This log contains three months worth of sanitized accounting records for the 128-node iPSC/860 located in the Numerical Aerodynamic Simulation (NAS) Systems Division at NASA Ames Research Center. The NAS facility supports industry, acadamia, and government labs all across the country. The workload on the iPSC/860 is a mix of interactive and batch jobs (development and production) mainly consisting of computational aeroscience applications. For more information about NAS, see URL http://www.nas.nasa.gov/.

This somewhat aged log has the distinction of being the first to be analyzed in detail. The results are described in a paper cited below. It includes basic information about the number of nodes, runtime, start time, user, and command. The number of nodes is limited to powers of two due to the architecture. Note that the log does not include arrival information, only start times.

The workload log from the NASA Ames iPSC/860 was graciously provided by Bill Nitzberg, who also helped with background information and interpretation. If you use this log in your work, please use a similar acknowledgment.

You can also reference the following:
D. G. Feitelson and B. Nitzberg, ``Job characteristics of a production parallel scientific workload on the NASA Ames iPSC/860''. In Job Scheduling Strategies for Parallel Processing, D. G. Feitelson and L. Rudolph (Eds.), Springer-Verlag, 1995, Lect. Notes Comput. Sci. vol. 949, pp. 337-360.

Downloads:

NASA-iPSC-1993-0	0.3 MB gz	original log
NASA-iPSC-1993-3.swf	0.4 MB gz	converted log
NASA-iPSC-1993-3.1-cln.swf	0.2 MB gz	cleaned log -- RECOMMENDED, see usage notes
NASA-iPSC-1993-1.swf	0.4 MB gz	OLD VERSION of converted log (replaced 1 Aug 2006)
NASA-iPSC-1993-1.1-cln.swf	0.2 MB gz	OLD VERSION of cleaned log (replaced 1 Aug 2006)
NASA-iPSC-1993-2.swf	0.4 MB gz	OLD VERSION of converted log (replaced 29 Nov 2011)
NASA-iPSC-1993-2.1-cln.swf	0.2 MB gz	OLD VERSION of cleaned log (replaced 29 Nov 2011)

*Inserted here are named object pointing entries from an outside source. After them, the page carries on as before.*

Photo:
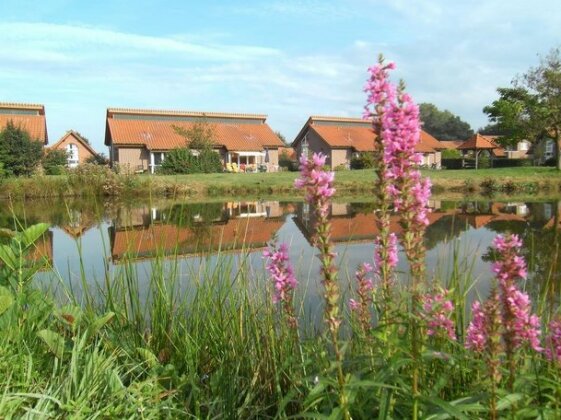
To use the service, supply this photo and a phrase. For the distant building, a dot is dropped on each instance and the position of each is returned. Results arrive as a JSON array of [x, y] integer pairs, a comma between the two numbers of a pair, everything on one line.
[[341, 139], [29, 117], [140, 138], [77, 149]]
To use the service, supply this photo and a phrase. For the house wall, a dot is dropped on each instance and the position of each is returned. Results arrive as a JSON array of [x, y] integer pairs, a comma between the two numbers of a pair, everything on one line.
[[340, 157], [83, 152], [315, 145], [134, 158]]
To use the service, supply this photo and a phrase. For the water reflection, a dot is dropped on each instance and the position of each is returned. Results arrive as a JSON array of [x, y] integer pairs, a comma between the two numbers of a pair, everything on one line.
[[97, 237]]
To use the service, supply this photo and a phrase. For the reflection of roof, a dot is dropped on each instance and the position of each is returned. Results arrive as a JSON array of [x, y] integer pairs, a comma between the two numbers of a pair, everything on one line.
[[357, 134], [29, 117], [361, 227], [42, 249], [156, 129], [170, 239]]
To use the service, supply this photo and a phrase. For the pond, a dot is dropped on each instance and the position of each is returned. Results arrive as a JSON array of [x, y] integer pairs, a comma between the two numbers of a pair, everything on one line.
[[90, 242]]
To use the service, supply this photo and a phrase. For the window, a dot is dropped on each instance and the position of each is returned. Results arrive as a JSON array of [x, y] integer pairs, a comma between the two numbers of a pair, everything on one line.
[[73, 158], [305, 147], [548, 148]]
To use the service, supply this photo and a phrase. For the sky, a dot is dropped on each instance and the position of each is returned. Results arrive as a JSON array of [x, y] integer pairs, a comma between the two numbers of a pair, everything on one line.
[[287, 59]]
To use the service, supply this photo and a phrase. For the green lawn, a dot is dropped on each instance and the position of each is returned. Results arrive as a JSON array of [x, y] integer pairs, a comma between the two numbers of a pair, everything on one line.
[[525, 180]]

(May need to click with right mouse button to save to disk)

Papers Using this Log:

This log was used in the following papers: [feitelson96b] [windisch96] [feitelson98b] [downey99] [talby99b] [feitelson99a] [krevat02] [ernemann03] [song04] [feitelson04b] [song05] [feitelson05c] [feitelson06a] [ranjan06] [talby07] [ranjan08] [iosup08] [feitelson14] [meng15]

System Environment

The iPSC/860 machine located at NASA Ames was a 128-node hypercube. At the time it was the workhorse of the NAS facility for scientific computations (it has since been decommisioned). Up to 9 jobs could run on the system at the same time, by using distinct subcubes. Because jobs run on subcubes, job sizes are limited to powers of two.

The following summarizes the resource usage rules in effect during the time covered by the log.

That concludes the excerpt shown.